Validity is the stock in trade of other professions — pharmaceuticals, law, automakers. It must be ours, too. Thought leaders must prove that their prescriptions work.
More than 20 years ago, when I first explained the seven elements of compelling thought leadership content, “validity” was one of them. By validity, I meant that a thought leader must have real-life examples and hard data showing that his or her solution to a complex problem actually worked. (I later added an eighth element of exceptional content – coherence – which is about having illuminating frameworks that simplify a complex problem.)
Validity is the stock in trade of other professions. It must be ours too. Pharmaceutical companies need it to get regulatory approval for new drugs. Lawyers need it to win court cases. Automakers need it to sell cars on the basis of quality (e.g., favorable third-party ratings from JD Power, Consumer Reports and others).
And thought leaders need to prove their solutions actually have worked and, thus, their services are worth buying.
I’ve been saying this since the late 1990s, but it’s especially timely today. The reason is that I’m seeing many thought leadership marketers rushing content to market without convincing proof. Maybe they have been forced to make do with the content their company’s subject experts give them. But content lacking proof won’t serve thought leadership marketers or their companies very well, especially when many clients won’t spend money unless it’s on a sure thing.
Perhaps lack of proof is the main reason that only 15% of the 3,275 executives polled last fall by Edelman and LinkedIn said the thought leadership content they read was very good or excellent. Nearly twice the percentage (28%) said it was mediocre or very poor.

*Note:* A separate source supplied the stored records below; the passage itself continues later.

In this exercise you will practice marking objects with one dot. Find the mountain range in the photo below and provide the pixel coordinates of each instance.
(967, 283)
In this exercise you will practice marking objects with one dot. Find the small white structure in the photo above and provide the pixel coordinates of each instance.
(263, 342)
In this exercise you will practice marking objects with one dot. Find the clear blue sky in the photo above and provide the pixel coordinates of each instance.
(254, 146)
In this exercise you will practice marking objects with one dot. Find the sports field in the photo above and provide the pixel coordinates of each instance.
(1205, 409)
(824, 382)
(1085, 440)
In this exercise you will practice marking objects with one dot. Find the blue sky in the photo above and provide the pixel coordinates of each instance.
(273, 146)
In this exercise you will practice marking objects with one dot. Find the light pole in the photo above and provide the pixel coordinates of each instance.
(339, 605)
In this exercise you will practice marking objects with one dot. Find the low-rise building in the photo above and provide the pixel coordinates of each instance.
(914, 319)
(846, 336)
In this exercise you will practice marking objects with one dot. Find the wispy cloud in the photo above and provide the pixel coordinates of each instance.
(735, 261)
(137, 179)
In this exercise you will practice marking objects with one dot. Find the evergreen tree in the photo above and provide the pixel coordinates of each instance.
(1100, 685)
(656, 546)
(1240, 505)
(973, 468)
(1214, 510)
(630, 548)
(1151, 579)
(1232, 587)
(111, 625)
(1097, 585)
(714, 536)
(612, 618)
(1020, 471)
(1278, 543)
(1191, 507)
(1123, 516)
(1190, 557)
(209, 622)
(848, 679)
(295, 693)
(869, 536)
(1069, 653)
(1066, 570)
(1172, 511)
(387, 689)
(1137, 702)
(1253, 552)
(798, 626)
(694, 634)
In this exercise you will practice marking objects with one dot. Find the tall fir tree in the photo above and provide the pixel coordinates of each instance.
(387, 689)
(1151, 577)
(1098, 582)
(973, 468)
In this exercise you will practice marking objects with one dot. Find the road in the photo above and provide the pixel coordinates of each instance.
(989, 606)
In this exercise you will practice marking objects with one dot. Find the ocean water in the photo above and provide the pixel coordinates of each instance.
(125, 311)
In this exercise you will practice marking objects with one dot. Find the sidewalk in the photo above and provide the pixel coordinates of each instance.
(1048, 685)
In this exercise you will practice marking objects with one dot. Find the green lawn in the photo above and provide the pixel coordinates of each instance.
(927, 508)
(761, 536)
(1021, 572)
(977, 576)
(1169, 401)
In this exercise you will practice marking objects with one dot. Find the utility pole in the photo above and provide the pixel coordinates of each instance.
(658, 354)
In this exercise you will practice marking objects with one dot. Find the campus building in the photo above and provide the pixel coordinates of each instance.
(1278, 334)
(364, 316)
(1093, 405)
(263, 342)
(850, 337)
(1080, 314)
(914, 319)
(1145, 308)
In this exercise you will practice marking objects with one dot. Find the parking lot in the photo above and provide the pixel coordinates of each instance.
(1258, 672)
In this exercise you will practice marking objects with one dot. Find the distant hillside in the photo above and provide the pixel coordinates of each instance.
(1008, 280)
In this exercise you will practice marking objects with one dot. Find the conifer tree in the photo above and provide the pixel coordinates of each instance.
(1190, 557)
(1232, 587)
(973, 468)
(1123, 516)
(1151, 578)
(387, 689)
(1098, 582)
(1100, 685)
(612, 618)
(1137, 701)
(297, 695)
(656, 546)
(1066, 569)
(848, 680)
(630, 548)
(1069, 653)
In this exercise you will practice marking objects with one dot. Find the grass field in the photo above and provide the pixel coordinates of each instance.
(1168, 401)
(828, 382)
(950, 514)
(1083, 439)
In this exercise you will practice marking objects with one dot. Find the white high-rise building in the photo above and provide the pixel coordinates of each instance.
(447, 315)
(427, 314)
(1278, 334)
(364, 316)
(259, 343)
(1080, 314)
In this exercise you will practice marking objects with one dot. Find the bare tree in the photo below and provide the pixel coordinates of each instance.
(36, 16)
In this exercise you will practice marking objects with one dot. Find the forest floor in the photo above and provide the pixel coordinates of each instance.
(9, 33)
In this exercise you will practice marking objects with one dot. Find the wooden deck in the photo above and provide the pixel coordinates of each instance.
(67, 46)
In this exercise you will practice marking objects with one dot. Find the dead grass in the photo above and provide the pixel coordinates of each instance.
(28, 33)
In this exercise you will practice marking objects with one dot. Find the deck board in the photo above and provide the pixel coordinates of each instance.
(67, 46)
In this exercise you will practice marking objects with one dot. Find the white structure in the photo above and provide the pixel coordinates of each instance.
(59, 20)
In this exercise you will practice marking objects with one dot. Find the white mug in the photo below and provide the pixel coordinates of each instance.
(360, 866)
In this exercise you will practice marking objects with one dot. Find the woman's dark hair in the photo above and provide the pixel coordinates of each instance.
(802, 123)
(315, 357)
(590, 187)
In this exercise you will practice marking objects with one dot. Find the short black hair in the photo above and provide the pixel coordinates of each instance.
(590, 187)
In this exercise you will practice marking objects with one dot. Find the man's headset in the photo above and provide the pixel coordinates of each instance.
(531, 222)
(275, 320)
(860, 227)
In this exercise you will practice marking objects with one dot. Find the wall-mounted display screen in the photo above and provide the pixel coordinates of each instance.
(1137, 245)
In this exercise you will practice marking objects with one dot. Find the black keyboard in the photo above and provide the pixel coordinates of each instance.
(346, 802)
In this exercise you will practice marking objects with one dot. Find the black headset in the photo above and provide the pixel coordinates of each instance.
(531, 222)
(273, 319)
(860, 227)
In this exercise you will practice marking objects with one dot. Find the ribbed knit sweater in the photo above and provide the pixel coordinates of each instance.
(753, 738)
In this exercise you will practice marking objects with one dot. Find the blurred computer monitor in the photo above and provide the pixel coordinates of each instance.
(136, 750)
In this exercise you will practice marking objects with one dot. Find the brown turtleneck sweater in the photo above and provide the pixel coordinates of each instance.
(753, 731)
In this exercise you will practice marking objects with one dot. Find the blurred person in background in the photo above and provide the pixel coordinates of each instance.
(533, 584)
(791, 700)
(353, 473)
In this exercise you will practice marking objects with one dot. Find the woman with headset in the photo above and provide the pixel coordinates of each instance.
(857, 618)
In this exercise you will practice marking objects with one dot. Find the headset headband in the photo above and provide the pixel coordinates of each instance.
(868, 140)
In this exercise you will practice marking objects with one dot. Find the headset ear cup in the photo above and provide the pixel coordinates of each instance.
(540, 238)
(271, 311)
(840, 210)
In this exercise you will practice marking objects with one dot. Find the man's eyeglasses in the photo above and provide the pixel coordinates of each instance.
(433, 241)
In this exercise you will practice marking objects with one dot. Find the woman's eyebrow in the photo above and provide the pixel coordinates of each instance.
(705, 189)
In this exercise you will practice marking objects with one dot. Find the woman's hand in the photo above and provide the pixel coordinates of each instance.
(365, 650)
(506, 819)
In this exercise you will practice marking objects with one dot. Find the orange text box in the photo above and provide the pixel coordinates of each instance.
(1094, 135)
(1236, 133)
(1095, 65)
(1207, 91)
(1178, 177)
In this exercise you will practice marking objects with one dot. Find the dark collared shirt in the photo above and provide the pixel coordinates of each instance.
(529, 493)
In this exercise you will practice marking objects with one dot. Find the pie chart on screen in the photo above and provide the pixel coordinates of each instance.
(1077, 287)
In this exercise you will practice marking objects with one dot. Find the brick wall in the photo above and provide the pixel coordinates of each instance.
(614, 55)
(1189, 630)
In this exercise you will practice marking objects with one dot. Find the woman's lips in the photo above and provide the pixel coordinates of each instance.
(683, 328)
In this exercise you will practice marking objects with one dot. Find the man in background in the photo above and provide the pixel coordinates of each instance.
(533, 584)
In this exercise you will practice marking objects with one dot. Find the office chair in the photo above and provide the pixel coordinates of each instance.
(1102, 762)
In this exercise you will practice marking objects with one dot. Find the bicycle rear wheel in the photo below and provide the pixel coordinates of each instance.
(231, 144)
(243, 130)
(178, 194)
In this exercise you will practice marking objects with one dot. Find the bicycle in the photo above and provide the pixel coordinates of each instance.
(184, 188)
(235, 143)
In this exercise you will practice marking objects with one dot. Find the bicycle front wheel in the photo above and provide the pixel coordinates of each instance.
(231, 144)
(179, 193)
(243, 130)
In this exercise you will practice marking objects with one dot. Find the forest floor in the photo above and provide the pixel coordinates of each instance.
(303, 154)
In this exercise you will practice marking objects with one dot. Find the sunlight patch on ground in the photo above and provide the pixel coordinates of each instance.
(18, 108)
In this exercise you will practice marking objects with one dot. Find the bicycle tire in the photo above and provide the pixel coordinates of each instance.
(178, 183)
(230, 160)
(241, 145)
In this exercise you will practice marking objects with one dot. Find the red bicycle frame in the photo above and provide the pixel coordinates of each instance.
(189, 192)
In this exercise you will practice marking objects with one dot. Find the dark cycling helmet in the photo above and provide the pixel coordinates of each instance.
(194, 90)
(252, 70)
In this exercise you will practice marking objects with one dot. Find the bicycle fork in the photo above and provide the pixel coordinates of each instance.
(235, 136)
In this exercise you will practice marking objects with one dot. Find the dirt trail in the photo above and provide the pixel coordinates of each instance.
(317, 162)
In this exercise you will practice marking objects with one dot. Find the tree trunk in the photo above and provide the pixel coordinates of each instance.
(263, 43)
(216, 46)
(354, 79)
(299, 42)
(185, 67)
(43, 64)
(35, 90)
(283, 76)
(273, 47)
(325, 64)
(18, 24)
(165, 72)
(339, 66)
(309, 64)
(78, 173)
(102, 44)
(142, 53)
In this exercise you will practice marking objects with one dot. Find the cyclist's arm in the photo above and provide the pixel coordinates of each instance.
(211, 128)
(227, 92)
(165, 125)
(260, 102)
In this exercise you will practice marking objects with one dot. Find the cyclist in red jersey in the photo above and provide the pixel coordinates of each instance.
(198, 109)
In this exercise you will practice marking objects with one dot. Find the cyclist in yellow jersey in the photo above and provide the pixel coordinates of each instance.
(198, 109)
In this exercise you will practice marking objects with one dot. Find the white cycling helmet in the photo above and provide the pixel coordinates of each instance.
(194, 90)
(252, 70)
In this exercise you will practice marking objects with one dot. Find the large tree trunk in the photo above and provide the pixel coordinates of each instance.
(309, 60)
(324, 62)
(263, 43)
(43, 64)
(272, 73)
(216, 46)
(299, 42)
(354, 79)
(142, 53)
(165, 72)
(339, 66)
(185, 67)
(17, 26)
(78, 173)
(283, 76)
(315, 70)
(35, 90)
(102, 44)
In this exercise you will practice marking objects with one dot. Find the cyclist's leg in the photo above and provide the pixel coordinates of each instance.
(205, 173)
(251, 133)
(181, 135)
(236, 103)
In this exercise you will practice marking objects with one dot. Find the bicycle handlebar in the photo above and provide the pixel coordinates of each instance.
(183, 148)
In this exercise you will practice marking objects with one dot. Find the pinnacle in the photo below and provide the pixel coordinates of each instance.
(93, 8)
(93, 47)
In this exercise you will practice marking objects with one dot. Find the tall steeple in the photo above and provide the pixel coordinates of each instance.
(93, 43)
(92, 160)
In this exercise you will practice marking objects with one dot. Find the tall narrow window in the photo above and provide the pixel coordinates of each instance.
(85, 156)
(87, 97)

Not enough firms do what McKinsey and others do: back up their prescriptions with examples and statistics. (See this content as one of many examples: a 2015 study that connected more diverse workforces with stronger organizational financial performance. And here’s an example of proof-laden thought leadership from a much smaller strategy firm, Innosight: research on 20 S&P 500 companies that successfully executed a wholesale transformation of their businesses.
Even if your article, presentation, blog post or book is well-written, colorful and highly relevant, that’s good but not enough right now. If you can’t prove the arguments that your content is trying to make, people won’t be interested.
Getting Evidence From Subject Experts
We can all blame our subject experts for not giving us the goods. But that won’t help us establish the proof they need. If aspiring thought leaders can’t provide proof that their advice works, it is up to the thought leadership professional to try to get it.
How do you do that? Over the years, I’ve found three techniques that can be effective:
- For thought leaders who believe they don’t need proof: Turn the tables. Ask them if they’d use a ghostwriter who couldn’t provide evidence of successful work – for example, having worked on a bestselling book or on articles in prestigious publications. If your thought leaders would require such proof (as they should), ask them why they think a potential client wouldn’t believe such proof in their work to be equally important.
- For thought leaders who say their client work is confidential: I don’t doubt that. But I’ve seen many compelling case examples in which both the company’s name and the name of the client in that company are highly disguised. Tweaking some details to preserve client confidentiality is acceptable and effective. Moreover, even if the client wants to lay low, I’ve found that many of their clients will jump at the chance to be featured as a best-practice example in a compelling article by my client. (See this example from my prior Bloom Group work with Tata Consultancy Services, a study on how companies were using Internet of Things technologies.) It’s good PR for their firms – and for them. If they’re given the right to review the article before it’s published – a standard practice — it reduces their risk of saying something they didn’t want to disclose. What’s more, my clients’ clients more often than not want to be mentioned by name for the positive PR. (Here’s one example of how that played out with the TCS study: being featured in a Harvard Business Review) These undisguised case examples are gold; mentioning a company and executives by name give the case example far more credibility in the minds of readers.
- For thought leaders who say their writings don’t reflect past client work but rather introduce new ideas to create demand for new services: I get that. I know service innovation is crucial in B2B companies, whether consulting, law, accounting, financial, architecture, IT services or others. But the most successful new services in B2B firms I’ve seen over the years were based on studying the practices of companies that have been highly successful in achieving some goal. I’m talking about primary research that unearths what the best companies do differently than the rest on some issue. For example, if your firm wants to start advising clients on organizational cloud computing strategy (which might include whether to use one or multiple cloud vendors, for what purposes and for what outcomes), you should try to convince the firm to conduct case study interviews and a quantitative survey to understand companies’ cloud computing strategies of the last decade, and plans for this decade. You’ll likely come up with multiple best-practice examples of companies, some of which will be thrilled to be mentioned as paragons.
If you use these strategies to ask hesitant thought leaders for the proof behind their prescriptions, you might ultimately be surprised by how much proof you get.